Hall is the latest recipient of the Colonel Sydnor Award, named after Colonel Elliot P. Sydnor, who had a large impact in the modernization of the Savannah River Site’s Protective Force in 1983. Sydnor would go on to help develop the Department of Energy’s Composite Adversary Team.

Billy Hall (center) receives the Colonel Sydnor Award from Ben Bitonel (left) and Kerry Wisniewski

Billy Hall (center) receives the Colonel Sydnor Award from Ben Bitonel (left) and Kerry Wisniewski.

In honor of Colonel Sydnor, the Office of Enterprise Assessments presents the award annually to a CAT member who demonstrates the highest level of physical fitness and tactical proficiency and exhibits qualities associated with superior character and leadership.

“The Composite Adversary Team represents the most talented Security Police Officers across the DOE complex,” Protective Force Deputy Chief Daniel Holmes said. “It is very difficult to be selected to be a part of the CAT program.”

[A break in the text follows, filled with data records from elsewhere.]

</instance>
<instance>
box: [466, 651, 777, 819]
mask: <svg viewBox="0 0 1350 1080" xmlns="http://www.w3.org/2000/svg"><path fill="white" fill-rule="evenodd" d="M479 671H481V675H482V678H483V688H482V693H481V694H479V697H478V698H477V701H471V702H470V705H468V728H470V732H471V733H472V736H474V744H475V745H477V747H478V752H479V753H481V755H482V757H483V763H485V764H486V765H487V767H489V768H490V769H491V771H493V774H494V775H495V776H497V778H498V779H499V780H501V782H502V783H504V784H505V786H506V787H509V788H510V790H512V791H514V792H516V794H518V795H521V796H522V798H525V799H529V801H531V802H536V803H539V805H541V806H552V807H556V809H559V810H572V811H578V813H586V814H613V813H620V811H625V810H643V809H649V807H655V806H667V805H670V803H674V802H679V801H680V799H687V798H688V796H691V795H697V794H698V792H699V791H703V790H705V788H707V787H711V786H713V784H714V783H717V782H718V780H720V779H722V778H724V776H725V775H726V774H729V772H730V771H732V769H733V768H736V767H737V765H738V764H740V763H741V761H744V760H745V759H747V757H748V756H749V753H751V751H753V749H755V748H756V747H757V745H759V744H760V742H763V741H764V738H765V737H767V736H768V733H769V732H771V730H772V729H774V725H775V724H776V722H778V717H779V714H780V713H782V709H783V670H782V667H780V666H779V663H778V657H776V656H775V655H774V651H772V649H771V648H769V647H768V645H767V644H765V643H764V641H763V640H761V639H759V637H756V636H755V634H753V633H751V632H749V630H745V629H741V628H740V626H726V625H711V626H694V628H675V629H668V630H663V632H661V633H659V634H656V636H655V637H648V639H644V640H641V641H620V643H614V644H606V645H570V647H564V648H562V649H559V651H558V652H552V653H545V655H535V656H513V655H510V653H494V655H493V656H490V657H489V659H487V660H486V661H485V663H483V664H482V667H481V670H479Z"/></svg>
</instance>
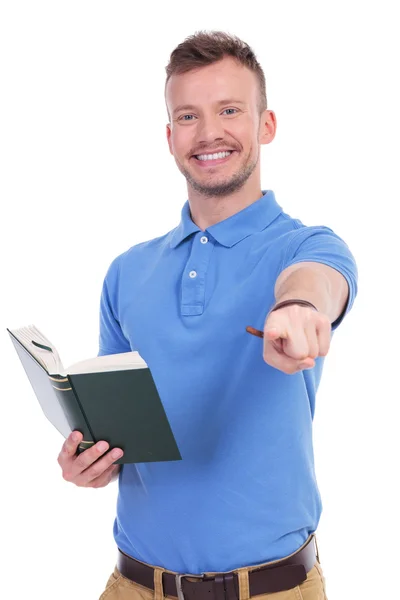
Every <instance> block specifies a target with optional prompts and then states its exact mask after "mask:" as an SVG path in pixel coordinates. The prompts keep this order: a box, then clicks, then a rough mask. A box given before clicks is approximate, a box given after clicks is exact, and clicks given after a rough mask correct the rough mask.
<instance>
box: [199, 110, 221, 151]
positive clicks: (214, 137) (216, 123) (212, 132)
mask: <svg viewBox="0 0 400 600" xmlns="http://www.w3.org/2000/svg"><path fill="white" fill-rule="evenodd" d="M196 137H197V142H198V143H199V144H201V143H203V144H210V143H211V142H214V141H216V140H222V139H223V138H224V128H223V125H222V120H221V119H220V117H219V116H218V115H215V114H214V115H203V116H202V117H201V119H199V127H198V129H197V136H196Z"/></svg>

Hall has been a part of the Special Response Team at Pantex for 14 years and is now an SRT captain. He said that the position has given him many tools that have allowed him to be a more effective leader for his team.

“Being selected for this award by my peers — from all of the other DOE sites — as the Colonel Sydnor winner is the greatest accomplishment in my career thus far,” said Hall. “Finally reaching this goal has been very gratifying and required much hard work, patience, dedication and love for what I do.”

The DOE CAT Program’s level of excellence is recognized throughout the worldwide nuclear security community, and Pantex has risen to the occasion before. Hall is the third Pantexan to receive this honor in the last 20 years.